Keywords: methods, anxiety, panic disorder, panic
During the late 20th century, researchers adopting a cognitive-behavioural perspective developed a series of evidence-based treatments for generalised anxiety disorder, social anxiety disorder and panic disorder.1–6 The short-term outcomes of these treatments are among psychiatry’s biggest success stories. This is especially true for panic disorder. Just 50 years ago, recurrent panic attacks were viewed as a condition highly resistant to treatment.5 Today, treatments for panic disorder are among the most efficacious interventions in psychiatry. However, there is considerable room for improvement. Many patients fail to respond to treatments6 7 and relapse rates are troublingly high. Data from the Netherlands Study of Depression and Anxiety showed that after 2 years, 23.5% of remitters experienced a recurrence of their anxiety disorder.8 Data from the Harvard/Brown Anxiety Disorders Research Program showed that rates of recurrence over a 12-year period are even higher: 56% for panic disorder without agoraphobia, 39% for social phobia and 45% for generalised anxiety disorder.9 Perhaps even more troubling, there has been little innovation in the treatment of anxiety disorders in the last 30 years6 and there is little clarity about how these treatments can be improved.
In this paper, we suggest that collecting intensive time series data on individual patients using ecological momentary assessment (EMA) can provide a way forward by enriching our understanding of anxiety disorders and their treatments. Further, we argue that this methodology has the potential to guide the development of new interventions and, ultimately, move us towards a ‘precision psychiatry’ approach in which intensive time series data are used to tailor the treatment of anxiety disorders to individual patients.
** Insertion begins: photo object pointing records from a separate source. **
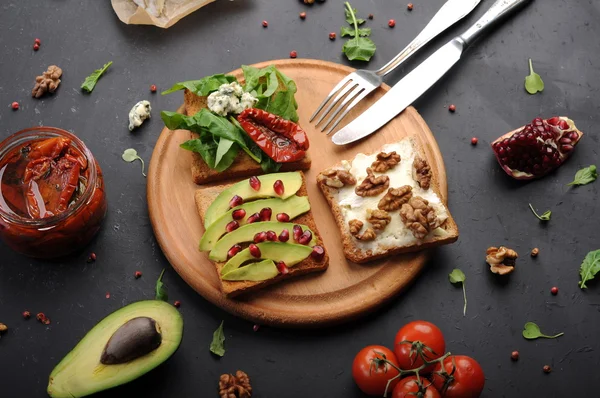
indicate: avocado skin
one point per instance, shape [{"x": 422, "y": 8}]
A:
[{"x": 80, "y": 372}]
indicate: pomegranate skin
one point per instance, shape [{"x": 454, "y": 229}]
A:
[{"x": 536, "y": 149}]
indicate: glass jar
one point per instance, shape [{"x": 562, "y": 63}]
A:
[{"x": 53, "y": 233}]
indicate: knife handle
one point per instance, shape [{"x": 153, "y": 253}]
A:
[{"x": 498, "y": 11}]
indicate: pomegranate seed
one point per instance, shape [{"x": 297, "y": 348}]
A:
[
  {"x": 238, "y": 214},
  {"x": 318, "y": 253},
  {"x": 265, "y": 214},
  {"x": 283, "y": 217},
  {"x": 297, "y": 231},
  {"x": 278, "y": 187},
  {"x": 282, "y": 268},
  {"x": 284, "y": 236},
  {"x": 254, "y": 183},
  {"x": 305, "y": 238},
  {"x": 235, "y": 201},
  {"x": 260, "y": 237},
  {"x": 253, "y": 218},
  {"x": 232, "y": 226},
  {"x": 254, "y": 250},
  {"x": 235, "y": 249}
]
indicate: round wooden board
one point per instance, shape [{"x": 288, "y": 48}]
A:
[{"x": 346, "y": 290}]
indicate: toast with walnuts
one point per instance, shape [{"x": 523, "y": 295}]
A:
[
  {"x": 387, "y": 203},
  {"x": 260, "y": 231}
]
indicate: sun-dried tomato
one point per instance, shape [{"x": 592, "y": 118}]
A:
[{"x": 282, "y": 140}]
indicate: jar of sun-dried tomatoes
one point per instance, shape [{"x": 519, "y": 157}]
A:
[{"x": 52, "y": 199}]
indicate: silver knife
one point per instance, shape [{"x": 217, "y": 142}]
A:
[{"x": 411, "y": 87}]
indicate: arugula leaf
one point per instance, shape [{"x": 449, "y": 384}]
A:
[
  {"x": 90, "y": 82},
  {"x": 161, "y": 289},
  {"x": 585, "y": 176},
  {"x": 216, "y": 346},
  {"x": 544, "y": 217},
  {"x": 348, "y": 31},
  {"x": 358, "y": 48},
  {"x": 202, "y": 87},
  {"x": 533, "y": 82},
  {"x": 589, "y": 268},
  {"x": 457, "y": 276}
]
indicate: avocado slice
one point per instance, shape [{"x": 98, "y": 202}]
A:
[
  {"x": 82, "y": 372},
  {"x": 290, "y": 253},
  {"x": 246, "y": 234},
  {"x": 260, "y": 271},
  {"x": 293, "y": 206},
  {"x": 291, "y": 182}
]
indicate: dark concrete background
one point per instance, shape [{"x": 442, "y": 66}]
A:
[{"x": 490, "y": 208}]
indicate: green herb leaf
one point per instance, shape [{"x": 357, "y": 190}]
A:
[
  {"x": 90, "y": 82},
  {"x": 216, "y": 346},
  {"x": 161, "y": 289},
  {"x": 585, "y": 176},
  {"x": 533, "y": 82},
  {"x": 531, "y": 331},
  {"x": 130, "y": 155},
  {"x": 544, "y": 217},
  {"x": 202, "y": 87},
  {"x": 457, "y": 276},
  {"x": 589, "y": 268},
  {"x": 350, "y": 32}
]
We begin by providing an overview of EMA and then illustrate two ways in which it can advance our understanding of anxiety disorder treatment: (1) by providing rich, ecologically valid information about the temporal dynamics of individual symptoms and how those dynamics change over treatment, and (2) by equipping researchers to examine the relationships among symptoms as they unfold over time in individual patients. We will illustrate these features using EMA data from two patients who received a cognitive-behavioural treatment for panic disorder.
Overview of EMA
In 1942, Gordon Allport made a call to researchers to use daily life methods in the psychological sciences, stating: “acquaintance with particulars is the beginning of all knowledge… psychology needs to concern itself with life as it is lived”.10 EMA is a methodology that aims to answer this call, emphasising the collection of data in daily life, often using repeated real-time data measurements in subjects’ natural environments.11 The term ‘EMA’ was formally introduced in 1994 by Stone and Shiffman12 and, in recent decades, EMA has become a widely applied method used to examine social, psychological and physiological processes.11 13 The purpose and application of EMA methodology can vary widely from examining the reliability of traditional self-reports to assessing outcomes in treatment trials and causal models,14 and there is a growing literature detailing why EMA should be used, how it can be used, and what EMA can tell us above and beyond traditional methods.15–17 EMA can also be delivered through a variety of methods (eg, written diaries, smartphone applications and wearable measurement devices) and can include random time sampling (ie, data collected at random time points over the course of a day) or event-based sampling (ie, data recorded when a certain condition is met, such as a subject experiencing a panic attack). However, the core feature of EMA data is that they aim “to capture life as it is lived”,13 thereby providing detailed ecologically valid data that can be used to examine how social, psychological and physiological processes naturally unfold over time.15
EMA research has advantages beyond ecological validity. First, this type of data collection minimises retrospective bias.11 15 18 Subjects report on their current states, thereby minimising recall biases and focusing on those states with which the subject has the most direct access.16 Second, EMA data minimises selectivity when one is describing their experiences by asking a subject to report only on a very specific and very recent timeframe (ie, the last 5 min), thus eliminating the likelihood that the subject will have many experiences informing how they respond to the question.16 Finally, EMA data provides us with information that is less accessible with traditional methodological approaches, including rich information about processes as they unfold (eg, the rise and fall of anxiety throughout the day), information outside of what subjects would normally attend to (eg, subtle avoidance behaviours) and information that subjects cannot report on their own (eg, psychophysiological arousal on wakening).15
Example of panic disorder
In the remainder of this paper, we illustrate the value of EMA using the example of two patients who received cognitive-behavioural therapy for panic disorder. We will refer to these patients as Bob and Alice (names have been changed to protect patient confidentiality). Bob was in his 40s with primary panic disorder and comorbid agoraphobia. He exhibited a pre-treatment Panic Disorder Symptom Severity (PDSS)19 score of 21 and a Clinical Global Impression—Severity (CGI-S)20 score of 5, each indicating marked distress and impairment. After treatment, Bob’s PDSS score reduced to 5 and his CGI-S score reduced to 2, indicating he no longer met diagnostic criteria for panic disorder, but some symptoms remained. Alice was in her 20s with primary panic disorder with agoraphobia. She exhibited a pre-treatment PDSS score of 18, also corresponding to markedly ill, and a CGI-S score of 4, signifying more moderate distress and impairment than that reported by Bob. Over the course of treatment, Alice exhibited substantial reductions on the PDSS and CGI-S, scoring a 1 on both measures at post-treatment, indicating full remission of panic disorder.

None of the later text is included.